Cats can use inhalers to help with breathing problems

A special spacer device (or chamber) will need to be used for cats. It is possible to adapt some spacers designed for use in babies to be used in cats, but these are not ideal. In particular, some will have valves in them which will make it difficult for the cat to inhale the medication from the chamber, and it will often be difficult to fit an appropriate size face mask for a cat onto a human spacer device.

Spacer devices have now been made specifically for though (e.g., the Aerokat – which are easy to handle and have a small face mask suitable for use with cats. If cared for properly, one of these devices will last for years.

Get your cat used to the spacer device first

Before you start to use the spacer to deliver inhaled drugs to your cat, it is a good idea to simply get them used to using the spacer and face mask first, without any drugs. Do this gradually and try to make it fun – play with your cat and spend time with them, ideally get the m used to the mask and spacer immediately before feeding them.

At first, you may just use the mask, and get the cat used to having this held on the face – just for 2-3 seconds at first, but as your cat gets used to it lengthen the time to 20-30 seconds. Once your cat is used to the mask, try attaching the small chamber as well, and repeat the process until your cat is used to having the whole apparatus held up to the face and will breath through the chamber. Once your cat is comfortable with this, you are ready to start using the chamber to deliver the drugs.

Administering drugs through the inhaler

Administering some human medications can be dangerous, so you should only ever use drugs with an inhaler that have been specifically prescribed by your vet. To administer a dose of inhaled therapy to a patient, first ensure the cat is accustomed to using the inhaler – see above – and then follow these steps:

  1. Shake the metered dose inhaler (MDI) according to the instructions supplied with it before each use
  2. Attach the MDI to the spacer unit
  3. Actuate a dose, by pressing down the MDI, to deliver a single dose into the chamber
  4. Immediately hold the unit over the cat’s face with the mask fitting snuggly and allow the cat to take 10-15 breaths (usually 10-20 seconds)

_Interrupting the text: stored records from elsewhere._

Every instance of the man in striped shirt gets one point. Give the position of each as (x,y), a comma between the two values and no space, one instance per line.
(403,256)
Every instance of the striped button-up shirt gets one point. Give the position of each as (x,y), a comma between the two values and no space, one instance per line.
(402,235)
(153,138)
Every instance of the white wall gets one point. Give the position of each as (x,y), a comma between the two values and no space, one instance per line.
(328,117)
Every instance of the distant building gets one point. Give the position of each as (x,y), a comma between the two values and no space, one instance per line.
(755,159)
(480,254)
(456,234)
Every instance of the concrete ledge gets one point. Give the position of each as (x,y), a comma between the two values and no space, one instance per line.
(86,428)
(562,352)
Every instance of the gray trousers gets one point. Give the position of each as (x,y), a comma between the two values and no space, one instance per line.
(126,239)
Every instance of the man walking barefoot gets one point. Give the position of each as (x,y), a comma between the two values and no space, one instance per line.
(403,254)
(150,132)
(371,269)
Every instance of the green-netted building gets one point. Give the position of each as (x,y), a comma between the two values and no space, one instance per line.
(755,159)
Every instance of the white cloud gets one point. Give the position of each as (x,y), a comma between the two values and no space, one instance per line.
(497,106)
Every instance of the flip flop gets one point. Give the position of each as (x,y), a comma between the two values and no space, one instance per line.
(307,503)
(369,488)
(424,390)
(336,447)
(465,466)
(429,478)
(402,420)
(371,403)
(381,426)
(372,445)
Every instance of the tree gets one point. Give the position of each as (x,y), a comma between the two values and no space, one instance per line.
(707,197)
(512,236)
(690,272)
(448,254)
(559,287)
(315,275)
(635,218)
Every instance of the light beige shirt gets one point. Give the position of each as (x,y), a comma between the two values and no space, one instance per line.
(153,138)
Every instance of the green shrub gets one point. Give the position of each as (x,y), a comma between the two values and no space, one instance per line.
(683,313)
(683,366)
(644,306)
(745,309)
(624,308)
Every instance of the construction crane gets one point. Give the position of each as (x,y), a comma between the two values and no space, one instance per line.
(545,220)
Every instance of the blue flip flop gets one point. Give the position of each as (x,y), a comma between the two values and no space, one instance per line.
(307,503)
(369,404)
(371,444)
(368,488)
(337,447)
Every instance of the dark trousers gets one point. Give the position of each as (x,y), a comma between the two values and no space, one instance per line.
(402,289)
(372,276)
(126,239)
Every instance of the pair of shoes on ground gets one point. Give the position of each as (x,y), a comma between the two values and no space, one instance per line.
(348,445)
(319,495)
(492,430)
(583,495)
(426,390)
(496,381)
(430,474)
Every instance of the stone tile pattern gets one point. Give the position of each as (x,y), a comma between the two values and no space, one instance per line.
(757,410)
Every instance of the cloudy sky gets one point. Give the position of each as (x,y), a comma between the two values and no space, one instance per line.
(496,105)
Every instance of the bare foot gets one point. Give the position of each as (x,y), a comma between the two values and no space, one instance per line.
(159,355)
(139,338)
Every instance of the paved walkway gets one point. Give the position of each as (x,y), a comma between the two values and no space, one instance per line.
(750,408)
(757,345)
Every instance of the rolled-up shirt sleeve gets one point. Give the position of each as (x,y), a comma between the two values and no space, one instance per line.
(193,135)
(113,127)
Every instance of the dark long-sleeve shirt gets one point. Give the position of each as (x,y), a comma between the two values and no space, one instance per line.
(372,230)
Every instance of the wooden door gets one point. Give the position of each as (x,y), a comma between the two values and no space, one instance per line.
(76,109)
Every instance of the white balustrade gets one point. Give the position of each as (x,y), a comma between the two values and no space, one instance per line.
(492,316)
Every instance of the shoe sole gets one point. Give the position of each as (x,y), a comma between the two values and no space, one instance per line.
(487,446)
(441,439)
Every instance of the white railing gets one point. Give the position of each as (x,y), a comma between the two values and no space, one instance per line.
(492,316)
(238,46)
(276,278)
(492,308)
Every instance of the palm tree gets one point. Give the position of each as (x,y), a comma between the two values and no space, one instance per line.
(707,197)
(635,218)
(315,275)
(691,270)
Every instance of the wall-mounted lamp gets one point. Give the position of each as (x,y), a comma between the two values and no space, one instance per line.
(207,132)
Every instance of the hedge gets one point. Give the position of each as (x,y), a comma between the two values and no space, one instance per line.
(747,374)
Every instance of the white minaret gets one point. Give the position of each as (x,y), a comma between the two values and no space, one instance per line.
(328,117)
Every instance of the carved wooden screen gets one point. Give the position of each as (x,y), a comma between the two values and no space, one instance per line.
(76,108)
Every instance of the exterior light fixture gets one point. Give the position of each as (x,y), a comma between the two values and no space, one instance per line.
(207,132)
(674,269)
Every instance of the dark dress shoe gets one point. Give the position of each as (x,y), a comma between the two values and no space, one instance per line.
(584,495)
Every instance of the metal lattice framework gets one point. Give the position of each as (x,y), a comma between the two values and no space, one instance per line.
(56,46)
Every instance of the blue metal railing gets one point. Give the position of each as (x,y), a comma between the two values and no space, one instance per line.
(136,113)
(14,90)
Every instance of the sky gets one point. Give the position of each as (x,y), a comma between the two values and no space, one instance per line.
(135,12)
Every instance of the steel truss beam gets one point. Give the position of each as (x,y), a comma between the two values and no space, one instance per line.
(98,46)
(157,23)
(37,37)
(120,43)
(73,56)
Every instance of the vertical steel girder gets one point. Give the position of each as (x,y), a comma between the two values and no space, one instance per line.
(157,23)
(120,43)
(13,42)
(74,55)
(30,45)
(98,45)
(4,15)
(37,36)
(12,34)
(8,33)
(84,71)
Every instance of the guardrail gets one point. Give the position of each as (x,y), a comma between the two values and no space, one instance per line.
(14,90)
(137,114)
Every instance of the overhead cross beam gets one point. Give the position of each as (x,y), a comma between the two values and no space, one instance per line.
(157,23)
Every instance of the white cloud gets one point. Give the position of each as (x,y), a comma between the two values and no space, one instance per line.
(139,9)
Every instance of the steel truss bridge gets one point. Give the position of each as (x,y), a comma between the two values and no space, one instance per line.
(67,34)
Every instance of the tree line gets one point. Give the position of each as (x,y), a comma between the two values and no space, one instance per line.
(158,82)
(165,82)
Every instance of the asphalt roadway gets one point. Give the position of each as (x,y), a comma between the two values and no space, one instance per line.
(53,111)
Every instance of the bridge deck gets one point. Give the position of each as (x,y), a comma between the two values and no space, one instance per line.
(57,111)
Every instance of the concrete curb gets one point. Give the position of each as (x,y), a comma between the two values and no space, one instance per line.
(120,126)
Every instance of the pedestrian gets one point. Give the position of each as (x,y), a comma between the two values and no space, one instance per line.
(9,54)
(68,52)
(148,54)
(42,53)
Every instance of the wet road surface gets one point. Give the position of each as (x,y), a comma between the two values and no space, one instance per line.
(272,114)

If your vet has told you to give deliver two ‘puffs’ of treatment, or to use two different drugs, these should be given as two separate administrations (ie, follow steps 1 to 4 and then repeat). Never give two puffs (of the same or different drugs) into the chamber at the same time as this is much less effective.

What bronchodilators are commonly used?

Bronchodilators such as salbutamol and albuterol are often used. These have a rapid speed of onset (5–10 minutes) but a relatively short duration of action (2–4 hours) meaning they are suitable for use ‘as needed’ including in emergency situations.

Some longer-acting bronchodilators (eg, salmeterol – onset of action 15–30 minutes, duration greater than 12 hours) are available and can be helpful given twice daily in those cats benefiting from long-term bronchodilator therapy.

What steroids are commonly used?

Fluticasone propionate given twice daily is a commonly recommended glucocorticoid, as it has high potency but is generally not absorbed well into the blood and so largely avoids unwanted side effects. Cheaper glucocorticoids (eg, beclomethasone dipropionate) can also be used but there may be a higher risk of side effects with long-term use. Often higher doses of steroids (higher strength MDIs) are used initially in a cat with asthma or bronchitis, and the dose (strength) may be decreased over time with good response.